Ditching the Shampoo Bottle for a Shampoo Bar

When I first started getting interested in clean beauty and began working to swap out chemically-laden products and single-use plastic products in favor of more sustainable options, I have to admit I had a bit of a rough time. One of the most difficult parts was giving up a few favorite products that I loved but knew probably weren’t so friendly towards the environment or my skin and hair. 

One such clean beauty product that I side-eyed with suspicion for quite some time was a shampoo bar. I have really thick hair, and something about rigorously working a bar through my hair to suds it up– a task that actually took me a while even with cream-based shampoos– sounded frustrating and futile. It wasn’t until I noticed a friend of mine’s hair effortlessly bouncing and emitting shine one afternoon (which she attributed to an affordable shampoo bar), coupled with the frequent trips to my hair salon to buy my beloved but pricey Davines shampoo that I decided it was time to give the shampoo bar a go.

Woman washing her hair

I waited until I finished my current bottle of shampoo, and, after draining it of its contents, I did some research on which bar would be best for my hair. As mentioned, my hair is thick, dry, wavy and a little on the course side so I wanted something that would be rich and conditioning, but I was skeptical I wouldn’t be able to find something in bar form that would cater to my thirsty hair. 

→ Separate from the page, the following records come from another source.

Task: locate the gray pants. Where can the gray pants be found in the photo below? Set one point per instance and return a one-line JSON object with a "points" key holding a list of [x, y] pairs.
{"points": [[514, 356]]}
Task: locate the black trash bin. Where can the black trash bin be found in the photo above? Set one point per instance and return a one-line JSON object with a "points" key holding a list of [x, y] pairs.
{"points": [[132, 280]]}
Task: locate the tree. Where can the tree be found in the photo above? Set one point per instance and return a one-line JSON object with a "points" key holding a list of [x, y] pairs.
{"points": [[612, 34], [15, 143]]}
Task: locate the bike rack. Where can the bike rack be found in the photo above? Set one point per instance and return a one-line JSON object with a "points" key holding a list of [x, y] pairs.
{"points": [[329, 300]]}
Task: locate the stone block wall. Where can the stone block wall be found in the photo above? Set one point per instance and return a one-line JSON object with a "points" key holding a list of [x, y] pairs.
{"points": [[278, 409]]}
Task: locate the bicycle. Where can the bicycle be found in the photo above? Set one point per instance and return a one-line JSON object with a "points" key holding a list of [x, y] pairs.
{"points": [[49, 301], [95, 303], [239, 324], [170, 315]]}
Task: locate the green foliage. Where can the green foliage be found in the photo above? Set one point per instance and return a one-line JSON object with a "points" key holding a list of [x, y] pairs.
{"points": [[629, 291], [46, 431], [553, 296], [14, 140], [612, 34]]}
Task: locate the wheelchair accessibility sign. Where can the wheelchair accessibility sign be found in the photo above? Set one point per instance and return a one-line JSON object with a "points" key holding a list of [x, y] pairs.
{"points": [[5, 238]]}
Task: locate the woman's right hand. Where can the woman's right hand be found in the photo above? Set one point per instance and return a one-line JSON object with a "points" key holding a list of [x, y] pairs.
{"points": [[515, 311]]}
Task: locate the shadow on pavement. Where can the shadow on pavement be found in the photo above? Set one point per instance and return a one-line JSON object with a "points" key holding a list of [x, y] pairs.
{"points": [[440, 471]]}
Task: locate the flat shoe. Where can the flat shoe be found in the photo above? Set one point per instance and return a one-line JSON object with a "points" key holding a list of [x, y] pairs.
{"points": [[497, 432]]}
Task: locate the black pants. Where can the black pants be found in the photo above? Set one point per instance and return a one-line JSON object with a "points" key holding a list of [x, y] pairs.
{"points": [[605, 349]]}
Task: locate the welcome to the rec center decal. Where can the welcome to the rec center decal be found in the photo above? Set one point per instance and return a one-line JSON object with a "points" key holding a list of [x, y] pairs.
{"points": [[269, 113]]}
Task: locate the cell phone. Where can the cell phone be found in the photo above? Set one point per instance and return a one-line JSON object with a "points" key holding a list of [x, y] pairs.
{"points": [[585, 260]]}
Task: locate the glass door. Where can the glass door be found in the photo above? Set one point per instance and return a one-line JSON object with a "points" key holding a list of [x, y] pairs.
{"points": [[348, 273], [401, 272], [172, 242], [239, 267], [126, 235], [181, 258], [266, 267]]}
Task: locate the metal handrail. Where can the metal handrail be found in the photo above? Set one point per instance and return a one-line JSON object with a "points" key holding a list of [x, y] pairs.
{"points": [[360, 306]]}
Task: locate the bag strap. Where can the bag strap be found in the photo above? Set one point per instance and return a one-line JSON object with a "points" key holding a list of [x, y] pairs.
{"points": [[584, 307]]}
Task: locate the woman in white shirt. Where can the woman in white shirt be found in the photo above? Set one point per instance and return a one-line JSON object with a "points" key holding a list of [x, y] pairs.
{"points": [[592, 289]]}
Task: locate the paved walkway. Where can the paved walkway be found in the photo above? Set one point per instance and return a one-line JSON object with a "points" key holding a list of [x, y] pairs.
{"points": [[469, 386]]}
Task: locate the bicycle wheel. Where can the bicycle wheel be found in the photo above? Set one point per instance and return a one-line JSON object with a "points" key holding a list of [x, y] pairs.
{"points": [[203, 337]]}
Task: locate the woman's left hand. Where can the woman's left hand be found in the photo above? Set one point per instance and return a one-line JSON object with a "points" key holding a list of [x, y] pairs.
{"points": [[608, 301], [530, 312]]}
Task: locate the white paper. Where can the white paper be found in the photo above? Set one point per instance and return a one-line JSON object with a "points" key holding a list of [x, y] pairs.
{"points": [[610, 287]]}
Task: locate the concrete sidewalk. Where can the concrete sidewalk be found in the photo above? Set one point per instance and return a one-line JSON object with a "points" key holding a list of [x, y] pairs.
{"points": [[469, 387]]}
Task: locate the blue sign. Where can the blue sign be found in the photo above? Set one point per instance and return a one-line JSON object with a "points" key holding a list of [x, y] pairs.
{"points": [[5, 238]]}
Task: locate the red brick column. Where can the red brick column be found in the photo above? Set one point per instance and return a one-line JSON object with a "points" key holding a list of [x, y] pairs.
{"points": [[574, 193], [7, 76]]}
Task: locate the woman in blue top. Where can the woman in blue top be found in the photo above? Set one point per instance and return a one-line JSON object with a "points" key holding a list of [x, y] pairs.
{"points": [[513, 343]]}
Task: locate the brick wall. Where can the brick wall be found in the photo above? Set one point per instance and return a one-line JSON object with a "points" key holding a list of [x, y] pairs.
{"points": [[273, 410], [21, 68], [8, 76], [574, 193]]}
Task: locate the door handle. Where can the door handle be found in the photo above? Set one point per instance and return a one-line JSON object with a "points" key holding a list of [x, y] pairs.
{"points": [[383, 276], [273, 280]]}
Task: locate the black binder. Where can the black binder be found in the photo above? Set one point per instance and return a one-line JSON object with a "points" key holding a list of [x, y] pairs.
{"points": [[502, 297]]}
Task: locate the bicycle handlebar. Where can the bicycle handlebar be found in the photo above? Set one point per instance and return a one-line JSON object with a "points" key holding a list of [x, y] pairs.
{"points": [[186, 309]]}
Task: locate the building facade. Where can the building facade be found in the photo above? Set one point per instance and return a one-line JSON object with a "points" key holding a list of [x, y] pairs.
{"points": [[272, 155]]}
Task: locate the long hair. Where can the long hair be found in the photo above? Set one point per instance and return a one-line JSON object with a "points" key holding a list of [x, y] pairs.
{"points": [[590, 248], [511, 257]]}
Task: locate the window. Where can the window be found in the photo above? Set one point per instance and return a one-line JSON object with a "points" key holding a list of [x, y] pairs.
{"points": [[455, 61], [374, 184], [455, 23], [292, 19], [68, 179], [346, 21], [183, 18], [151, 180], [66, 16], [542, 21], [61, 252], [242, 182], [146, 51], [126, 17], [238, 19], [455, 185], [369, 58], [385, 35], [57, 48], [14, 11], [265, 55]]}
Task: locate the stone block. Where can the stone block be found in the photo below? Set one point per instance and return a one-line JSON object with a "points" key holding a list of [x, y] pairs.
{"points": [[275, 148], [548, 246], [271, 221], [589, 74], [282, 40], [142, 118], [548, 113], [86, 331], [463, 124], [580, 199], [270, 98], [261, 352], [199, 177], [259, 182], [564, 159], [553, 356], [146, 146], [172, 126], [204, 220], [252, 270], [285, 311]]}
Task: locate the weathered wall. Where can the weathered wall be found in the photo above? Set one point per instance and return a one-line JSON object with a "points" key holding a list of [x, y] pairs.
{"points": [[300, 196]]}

I landed on a bar from my favorite low-waste shop in LA, and was warned by my aforementioned light and bouncy-haired friend that a shampoo bar generally takes some getting used to. During my first wash I felt like I had no idea what I was doing and wasn’t sure if my hair was getting clean at all. I worked the bar through my hair, attempting to create some suds and while it foamed slightly, I hopped out of the shower to check a mirror and noticed it didn’t have that thick, soapy foam that develops in your hair from traditional shampoos. Instead, it just looked like wet hair, but with a little bit of product in it. I washed it out and gave myself a pat on the back for at least trying to make positive changes in my life and for our planet.


The next day, my hair looked like there was indeed more life to it, but it was a little bit tangled and impossible to run my fingers through. A couple of days later I did my second wash, but brushed out my hair first with an eco-friendly brush made of ash wood so that I could really work the bar through it in the shower. Afterwards I towel dried my hair with my oft-used Turkish cotton waffle bath towel. I also followed up with a small amount of Leave-in Conditioner by one of my favorite clean hair care brands, OUAI.  Much to my hair’s delight, getting my hair clean and detangled was WAY easier than the first time, and I felt like I had more of a strategy for working it through my locks than I did during the first go round.

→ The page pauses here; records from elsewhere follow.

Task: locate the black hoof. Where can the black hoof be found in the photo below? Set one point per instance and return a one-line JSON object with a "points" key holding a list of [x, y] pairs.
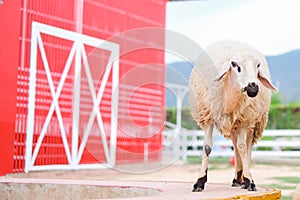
{"points": [[236, 183], [250, 186], [199, 185]]}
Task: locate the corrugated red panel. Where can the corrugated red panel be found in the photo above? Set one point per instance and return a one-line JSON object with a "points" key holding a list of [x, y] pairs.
{"points": [[141, 101]]}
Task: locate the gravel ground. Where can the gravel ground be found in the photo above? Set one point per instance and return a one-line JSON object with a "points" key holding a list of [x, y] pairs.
{"points": [[264, 174]]}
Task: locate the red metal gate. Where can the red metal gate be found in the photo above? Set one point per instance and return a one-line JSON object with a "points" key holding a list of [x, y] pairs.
{"points": [[141, 89]]}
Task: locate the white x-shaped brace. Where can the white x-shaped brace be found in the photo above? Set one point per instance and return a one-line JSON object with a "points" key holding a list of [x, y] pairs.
{"points": [[77, 48]]}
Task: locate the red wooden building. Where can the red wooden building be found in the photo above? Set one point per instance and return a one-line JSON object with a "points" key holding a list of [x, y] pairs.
{"points": [[82, 83]]}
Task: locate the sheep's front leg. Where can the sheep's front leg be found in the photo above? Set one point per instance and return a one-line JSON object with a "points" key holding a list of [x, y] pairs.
{"points": [[207, 147], [244, 146], [237, 181]]}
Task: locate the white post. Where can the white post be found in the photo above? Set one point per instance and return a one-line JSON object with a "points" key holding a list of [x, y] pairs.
{"points": [[76, 105], [31, 99], [114, 106]]}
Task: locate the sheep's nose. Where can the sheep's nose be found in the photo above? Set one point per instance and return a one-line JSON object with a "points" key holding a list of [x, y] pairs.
{"points": [[252, 84], [252, 89]]}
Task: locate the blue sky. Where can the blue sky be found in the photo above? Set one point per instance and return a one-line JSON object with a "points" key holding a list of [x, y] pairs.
{"points": [[271, 26]]}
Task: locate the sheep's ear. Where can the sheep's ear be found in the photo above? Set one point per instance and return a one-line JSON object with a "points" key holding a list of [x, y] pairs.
{"points": [[224, 69], [265, 81]]}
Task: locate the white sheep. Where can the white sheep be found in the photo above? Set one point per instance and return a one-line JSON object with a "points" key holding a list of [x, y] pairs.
{"points": [[229, 89]]}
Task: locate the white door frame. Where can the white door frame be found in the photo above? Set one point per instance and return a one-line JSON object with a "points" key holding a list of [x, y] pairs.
{"points": [[78, 54]]}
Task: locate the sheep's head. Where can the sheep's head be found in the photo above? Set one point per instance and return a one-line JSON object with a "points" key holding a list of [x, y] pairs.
{"points": [[243, 75]]}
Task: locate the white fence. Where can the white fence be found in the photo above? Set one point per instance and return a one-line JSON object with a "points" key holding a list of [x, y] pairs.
{"points": [[274, 144]]}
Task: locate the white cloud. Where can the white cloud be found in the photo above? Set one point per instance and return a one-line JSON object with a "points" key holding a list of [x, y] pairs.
{"points": [[272, 26]]}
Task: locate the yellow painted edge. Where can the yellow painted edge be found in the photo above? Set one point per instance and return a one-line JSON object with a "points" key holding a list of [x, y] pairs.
{"points": [[272, 194]]}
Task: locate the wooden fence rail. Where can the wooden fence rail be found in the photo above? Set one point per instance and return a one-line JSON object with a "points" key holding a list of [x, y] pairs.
{"points": [[274, 144]]}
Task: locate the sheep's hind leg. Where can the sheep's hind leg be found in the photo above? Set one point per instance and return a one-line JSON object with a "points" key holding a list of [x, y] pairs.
{"points": [[237, 181], [207, 147], [244, 145]]}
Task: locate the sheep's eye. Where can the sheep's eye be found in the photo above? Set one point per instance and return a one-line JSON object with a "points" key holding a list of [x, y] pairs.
{"points": [[235, 65]]}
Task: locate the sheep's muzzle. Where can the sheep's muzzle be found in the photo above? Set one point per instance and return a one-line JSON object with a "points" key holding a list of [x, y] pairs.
{"points": [[252, 89]]}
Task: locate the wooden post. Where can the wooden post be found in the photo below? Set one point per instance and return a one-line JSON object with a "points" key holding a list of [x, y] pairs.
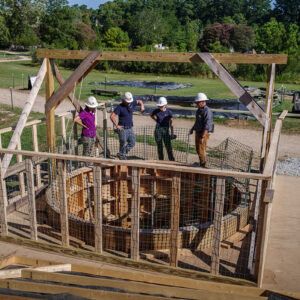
{"points": [[3, 201], [23, 118], [175, 210], [21, 174], [63, 128], [50, 118], [36, 149], [31, 198], [217, 233], [135, 214], [64, 221], [98, 207]]}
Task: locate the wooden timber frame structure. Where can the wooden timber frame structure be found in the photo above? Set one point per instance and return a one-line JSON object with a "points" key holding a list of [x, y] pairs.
{"points": [[89, 61]]}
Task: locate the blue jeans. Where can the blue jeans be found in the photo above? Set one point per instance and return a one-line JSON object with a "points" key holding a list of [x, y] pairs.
{"points": [[127, 141]]}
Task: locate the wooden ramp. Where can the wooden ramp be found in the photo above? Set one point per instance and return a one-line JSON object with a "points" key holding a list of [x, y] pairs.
{"points": [[25, 274]]}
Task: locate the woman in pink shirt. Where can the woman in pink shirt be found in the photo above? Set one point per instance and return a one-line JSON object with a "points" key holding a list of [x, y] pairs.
{"points": [[86, 119]]}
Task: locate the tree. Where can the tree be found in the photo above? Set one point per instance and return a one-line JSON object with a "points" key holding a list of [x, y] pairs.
{"points": [[287, 11], [116, 38], [242, 38], [270, 37], [216, 32]]}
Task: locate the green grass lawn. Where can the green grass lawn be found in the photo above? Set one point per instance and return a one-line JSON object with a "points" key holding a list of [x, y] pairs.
{"points": [[214, 88]]}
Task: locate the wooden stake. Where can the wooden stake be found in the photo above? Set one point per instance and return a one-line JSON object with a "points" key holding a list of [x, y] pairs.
{"points": [[98, 207], [3, 203], [36, 149], [63, 203], [31, 198], [23, 118], [217, 233], [135, 214], [175, 210]]}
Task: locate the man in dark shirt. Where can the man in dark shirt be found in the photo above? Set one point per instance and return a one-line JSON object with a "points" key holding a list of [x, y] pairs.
{"points": [[124, 126], [203, 126], [164, 121]]}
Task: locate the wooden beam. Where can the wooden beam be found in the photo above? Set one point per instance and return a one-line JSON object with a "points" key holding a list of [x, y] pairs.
{"points": [[98, 208], [175, 210], [71, 96], [64, 221], [234, 86], [179, 57], [36, 149], [73, 80], [31, 198], [141, 164], [3, 203], [217, 233], [135, 214], [43, 288], [50, 115], [128, 286], [25, 113]]}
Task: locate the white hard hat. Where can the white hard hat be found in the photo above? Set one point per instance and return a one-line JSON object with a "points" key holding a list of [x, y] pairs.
{"points": [[162, 101], [128, 97], [91, 102], [200, 97]]}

When I woke up the next day, I immediately texted my friend to tell her that the bar actually worked. My hair felt bouncy, easy to run my fingers through, clean but not stripped, and not weighed down or limp like other traditional shampoos I’d used in the past. The downsides I experienced while using a shampoo bar is that it’s harder for people with dry and frizzy hair like myself because the hair tangles more easily after washing. The other con I discovered was that because shampoo bars have a more waxy and bar soap-like consistency, the soap can stick around in your hair and create some buildup around the scalp. This can be avoided by rinsing with apple cider vinegar from time to time!

I continued using the bar for another two weeks and my hair continued to maintain a weightless bounce and just an overall healthier feel. I felt like I had officially become a shampoo bar convert and was happy to know that I was no longer contributing to the nearly 55 million bottles of shampoo that can end up in landfills each year.

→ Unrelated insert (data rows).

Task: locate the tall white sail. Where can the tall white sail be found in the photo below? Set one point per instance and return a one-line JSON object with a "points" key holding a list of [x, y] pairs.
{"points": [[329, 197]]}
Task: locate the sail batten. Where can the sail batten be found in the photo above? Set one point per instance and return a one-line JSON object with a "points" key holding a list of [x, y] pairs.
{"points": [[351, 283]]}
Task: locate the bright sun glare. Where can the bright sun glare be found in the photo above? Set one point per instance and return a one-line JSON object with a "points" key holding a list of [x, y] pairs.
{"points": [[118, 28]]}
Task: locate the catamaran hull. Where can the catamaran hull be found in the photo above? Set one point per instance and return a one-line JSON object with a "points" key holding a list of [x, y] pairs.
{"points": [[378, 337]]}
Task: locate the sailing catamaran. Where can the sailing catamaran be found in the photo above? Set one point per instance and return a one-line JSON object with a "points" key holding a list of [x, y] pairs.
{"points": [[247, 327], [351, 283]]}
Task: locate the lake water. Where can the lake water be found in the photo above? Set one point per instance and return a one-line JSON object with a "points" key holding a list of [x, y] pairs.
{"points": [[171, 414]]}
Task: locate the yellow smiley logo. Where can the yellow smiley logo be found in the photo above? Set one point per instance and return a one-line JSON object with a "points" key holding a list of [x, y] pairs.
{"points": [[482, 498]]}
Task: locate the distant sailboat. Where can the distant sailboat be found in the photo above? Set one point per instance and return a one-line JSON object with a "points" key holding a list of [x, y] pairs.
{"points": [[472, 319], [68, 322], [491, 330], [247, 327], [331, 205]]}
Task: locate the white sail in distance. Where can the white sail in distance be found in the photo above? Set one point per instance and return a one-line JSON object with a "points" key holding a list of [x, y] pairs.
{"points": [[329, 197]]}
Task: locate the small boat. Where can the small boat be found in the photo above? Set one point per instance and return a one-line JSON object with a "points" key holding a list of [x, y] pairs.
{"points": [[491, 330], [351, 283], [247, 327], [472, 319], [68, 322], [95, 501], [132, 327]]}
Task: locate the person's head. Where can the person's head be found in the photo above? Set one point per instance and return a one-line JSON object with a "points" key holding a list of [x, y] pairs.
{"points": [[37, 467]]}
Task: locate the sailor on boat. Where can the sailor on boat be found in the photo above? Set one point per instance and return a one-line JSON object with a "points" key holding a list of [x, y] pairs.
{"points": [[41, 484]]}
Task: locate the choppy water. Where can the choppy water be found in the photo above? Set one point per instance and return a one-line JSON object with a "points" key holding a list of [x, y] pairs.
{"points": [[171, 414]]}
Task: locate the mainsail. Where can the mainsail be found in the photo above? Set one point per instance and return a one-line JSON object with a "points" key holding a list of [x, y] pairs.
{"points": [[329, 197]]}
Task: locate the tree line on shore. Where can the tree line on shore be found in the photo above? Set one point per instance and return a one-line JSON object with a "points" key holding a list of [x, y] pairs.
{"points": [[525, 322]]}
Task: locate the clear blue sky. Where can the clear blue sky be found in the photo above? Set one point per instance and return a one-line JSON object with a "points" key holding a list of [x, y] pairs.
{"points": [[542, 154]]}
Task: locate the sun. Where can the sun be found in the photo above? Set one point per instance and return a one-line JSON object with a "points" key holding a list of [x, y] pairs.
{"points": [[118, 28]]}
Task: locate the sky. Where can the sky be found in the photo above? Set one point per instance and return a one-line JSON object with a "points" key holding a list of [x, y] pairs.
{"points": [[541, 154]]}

One of the major reasons why clean shampoo bars are great, aside from the fact that they aren’t bottled in plastic and last way longer than regular shampoo, is because the majority of all shampoo bars are made free of additives and are mostly comprised of all-natural ingredients like apple cider vinegar, avocado oil, and castor oil to name a few. They’re known to clarify hair that’s suffered from a lot of residue build-up caused by chemicals found in traditional shampoos and conditioners and restore it back to voluminous, resilient hair. 

If your hair tends to run on the greasier side we recommend going for a bar like this one from Chagrin Valley, which is made from cold-pressed apple juice, chamomile flowers, and citrus-based essential oils and Kaolin clay to tame oily scalps or hair that gets greasy easily. 

If you’re like me and you can stick a glob of conditioner in your hair and it’s magically absorbed within moments, opt for a cold-processed shampoo bar which is usually made of natural oils meant to deeply condition hair. We love this shampoo bar by Unwrapped Life, which is made of colloidal oatmeal, amla juniper oil, and palmarosa to give major hydration and aid in scalp dryness. 

If you have processed hair that’s been chemically treated for many years, Christophe Robin’s shampoo bar is a must-try. Made with aloe vera and castor oil and free of sulfates and parabens, this bar easily cleanses and hydrates hair that’s been color treated or damaged over time. Overall, choosing a shampoo bar is a game of trial and error. If you have trouble at first– don’t give up! After a few weeks, you might just become a shampoo bar convert yourself.